Y todo ello ocurre en un momento sin parangón en el campo tecnológico, que posibilitaría mejores condiciones de vida para millones de personas que sobreviven cada día casi de milagro. Pero que, sin embargo, muchas veces poco más encuentran que buenas palabras y declaraciones de intenciones en días como este, mientras que los hechos van por otro lado.

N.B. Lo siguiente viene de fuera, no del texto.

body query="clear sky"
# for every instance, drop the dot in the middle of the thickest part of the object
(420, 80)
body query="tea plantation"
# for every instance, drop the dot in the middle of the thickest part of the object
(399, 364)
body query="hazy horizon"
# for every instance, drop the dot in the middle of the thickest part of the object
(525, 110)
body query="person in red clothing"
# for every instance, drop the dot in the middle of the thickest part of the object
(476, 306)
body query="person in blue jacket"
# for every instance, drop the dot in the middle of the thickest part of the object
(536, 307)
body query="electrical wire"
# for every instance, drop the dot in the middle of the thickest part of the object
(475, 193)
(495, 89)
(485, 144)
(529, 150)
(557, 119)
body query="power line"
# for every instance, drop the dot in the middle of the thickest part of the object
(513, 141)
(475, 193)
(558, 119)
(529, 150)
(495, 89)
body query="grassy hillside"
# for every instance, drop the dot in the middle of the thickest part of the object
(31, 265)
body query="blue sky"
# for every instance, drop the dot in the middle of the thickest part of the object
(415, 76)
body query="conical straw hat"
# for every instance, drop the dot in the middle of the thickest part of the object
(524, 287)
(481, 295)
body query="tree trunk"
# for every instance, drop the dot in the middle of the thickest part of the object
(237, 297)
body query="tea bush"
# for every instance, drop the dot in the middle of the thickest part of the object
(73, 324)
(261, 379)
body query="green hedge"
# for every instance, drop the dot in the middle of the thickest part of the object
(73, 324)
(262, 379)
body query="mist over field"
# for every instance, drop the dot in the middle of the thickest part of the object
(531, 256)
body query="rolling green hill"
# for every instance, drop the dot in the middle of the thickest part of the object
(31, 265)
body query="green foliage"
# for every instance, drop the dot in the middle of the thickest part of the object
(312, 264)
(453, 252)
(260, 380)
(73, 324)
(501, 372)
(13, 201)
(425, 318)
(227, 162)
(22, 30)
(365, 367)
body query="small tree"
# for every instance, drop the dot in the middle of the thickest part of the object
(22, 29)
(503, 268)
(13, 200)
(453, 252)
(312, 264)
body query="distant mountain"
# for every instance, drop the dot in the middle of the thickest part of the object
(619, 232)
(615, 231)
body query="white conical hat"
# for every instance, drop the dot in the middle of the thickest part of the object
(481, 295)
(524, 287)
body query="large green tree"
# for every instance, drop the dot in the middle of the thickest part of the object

Y es que, setenta años después, es innegable que muchas cosas buenas han pasado en el planeta, con algunas mejoras globales incontestables. Pero sin que, y esto es absolutamente impresentable, se hayan abordado y solucionado ciertas realidades, territoriales o sectoriales, que provocan caos y sufrimiento para enormes colectivos de seres humanos. Personas, como usted y como yo, que sufren y son lastimadas o aniquiladas ante la indiferencia, el mutismo o la tibieza en la generación y aplicación de una normativa más clara ante el abuso. Un ámbito temático para el que fue creada, precisamente, tal Organización de las Naciones Unidas.

Setenta años ya, coincidiendo con la presidencia de turno española en este mes de octubre. Setenta años que no son nada y que más que corren, vuelan, pero que han supuesto un antes y un después en la concepción global del planeta. Un tema en el que, sin duda, hay que seguir perseverando y adoptando criterios y estrategias globales, con la idea de proteger los derechos humanos, y buscar un camino más claro hacia la equidad y la concordia, la preservación de la paz y el redoblar esfuerzos en temas tan sensibles como el clima y su evolución o los dilemas asociados a la sostenibilidad de los recursos planetarios. Ese es el lema de la ONU, su leit motiv y su carta de legitimidad ante los pueblos del mundo.